A better approach would be to use come constant, Q1, to determine how much we should weight comments in comparison to how much we should weight the value of the initial post. Q's value is a bit arbitrary, and would have to be played with. Q1=10 might be a good starting value.
(Q1+C)(U-D)/V
Back to my example with posts A and B, let's assume A has 1 comment and B has 15 comments.
Post A Popularity: (10+15)(24-3)/200 = 2.625
Post B Popularity: (10+1)(3-0)/20 = 1.65
That looks a bit better. Post B is doing well. It has been rated overwhelmingly well by people who looked at it and definitely deserves attention. Post A is controversial, but has inspired a lot of talk by a lot of different people and definitely deserves some more attention based on the fact that good discussions are happening.

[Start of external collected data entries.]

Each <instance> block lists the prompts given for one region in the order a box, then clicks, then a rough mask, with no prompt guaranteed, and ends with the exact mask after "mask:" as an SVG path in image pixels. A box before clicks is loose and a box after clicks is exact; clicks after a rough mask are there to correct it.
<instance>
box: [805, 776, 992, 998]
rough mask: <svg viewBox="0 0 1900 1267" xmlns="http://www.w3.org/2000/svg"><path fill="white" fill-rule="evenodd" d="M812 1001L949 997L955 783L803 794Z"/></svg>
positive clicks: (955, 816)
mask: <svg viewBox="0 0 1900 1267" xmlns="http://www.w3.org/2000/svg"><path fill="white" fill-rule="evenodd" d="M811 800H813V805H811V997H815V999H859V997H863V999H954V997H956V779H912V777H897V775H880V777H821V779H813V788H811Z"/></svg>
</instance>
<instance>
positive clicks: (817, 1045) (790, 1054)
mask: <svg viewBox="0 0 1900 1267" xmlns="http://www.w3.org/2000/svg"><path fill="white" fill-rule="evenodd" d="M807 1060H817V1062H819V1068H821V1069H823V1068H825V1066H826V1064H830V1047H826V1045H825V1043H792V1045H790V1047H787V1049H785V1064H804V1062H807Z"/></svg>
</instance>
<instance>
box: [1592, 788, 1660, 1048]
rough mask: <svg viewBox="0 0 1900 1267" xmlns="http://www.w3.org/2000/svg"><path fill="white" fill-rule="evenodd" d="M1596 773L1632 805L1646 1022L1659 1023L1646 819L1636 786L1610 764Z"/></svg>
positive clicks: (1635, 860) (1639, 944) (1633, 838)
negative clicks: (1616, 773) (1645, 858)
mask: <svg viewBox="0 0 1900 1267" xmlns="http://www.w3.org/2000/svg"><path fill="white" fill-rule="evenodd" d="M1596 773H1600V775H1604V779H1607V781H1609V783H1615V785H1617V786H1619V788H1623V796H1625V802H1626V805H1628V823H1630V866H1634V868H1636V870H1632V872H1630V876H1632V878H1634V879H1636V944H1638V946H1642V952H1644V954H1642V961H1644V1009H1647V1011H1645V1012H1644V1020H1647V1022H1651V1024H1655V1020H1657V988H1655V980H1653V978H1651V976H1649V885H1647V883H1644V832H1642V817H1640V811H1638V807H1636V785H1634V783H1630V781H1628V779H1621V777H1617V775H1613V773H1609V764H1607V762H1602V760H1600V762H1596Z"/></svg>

It could be argued that this system isn't weighing downvotes heavily enough. There's an easy fix for that. Add another constant, Q2, to weigh the downvotes more heavily as needed.
(Q1+C)(U-D*Q2)/V
Great!
The nice thing about this formula is that it's self-correcting. Let's say some stupid post somehow gets a lot of discussion and upvotes early on. It rockets to the top of the charts. Now people can downvote it, and it will quickly disappear. Or even if they don't bother to downvote it, just looking at the post, deciding it's not interesting and choosing not to interact will increase the value of V, causing the post to lose some rating every time it's viewed and not interacted with. V will have less of an impact on posts that already have a large V value, so failing to interact with a post that already has 1000 views will be far less impactful than failing to interact with a post that only has 10 views. This means that good quality posts with heavy interactions and upvotes will tend to stay at the top.
The last factor to consider is the age of the post, A. This really isn't a big issue, but there are some minor problems that could occur such as a post being pushed to the very top of the popularity charts because it has 3 views, 3 upvotes and a comment. While it would quickly self-correct within a few views, this would lead to unnecessary churn in the top posts with a lot of posts cycling in and out very quickly.
As such, it would be good to somehow incorporate the age of the post, A into the formula. I'm not exactly sure on how this part should go, but I suspect that we would want posts to have some minimum age (Say, 1 hour) and some maximum age (7 days) to prevent new content from churning the feed 24/7, and to prevent old content from never disappearing.
Would this work?
No.
This is an idealistic formula. It assumes that all voters are well-intentioned. More importantly, it has a utopian vision wherein I assume that all actors are acting in the best interests of the platform. In a world where there aren't bots, this is a beautiful way of curating content. Content with a high percentage of upvotes becomes more visible. Content with a high percentage of downvotes becomes less visible. Content with a lot of views but very few votes becomes less visible. And so on.
Sadly, the real world of SteemIt has bots. So many bots. The instant this formula is implemented, bots would be gaming the system. We'd see services with hundreds of 0SP bots upvoting and downvoting posts in no time at all. Until the bot problems are solved and the community finds a solution to all of the automated voting that's going on, it's very difficult to solve the curation problems.
I present this article not as a solution for present-day problems, but as a future consideration for how curation should work in an ideal environment.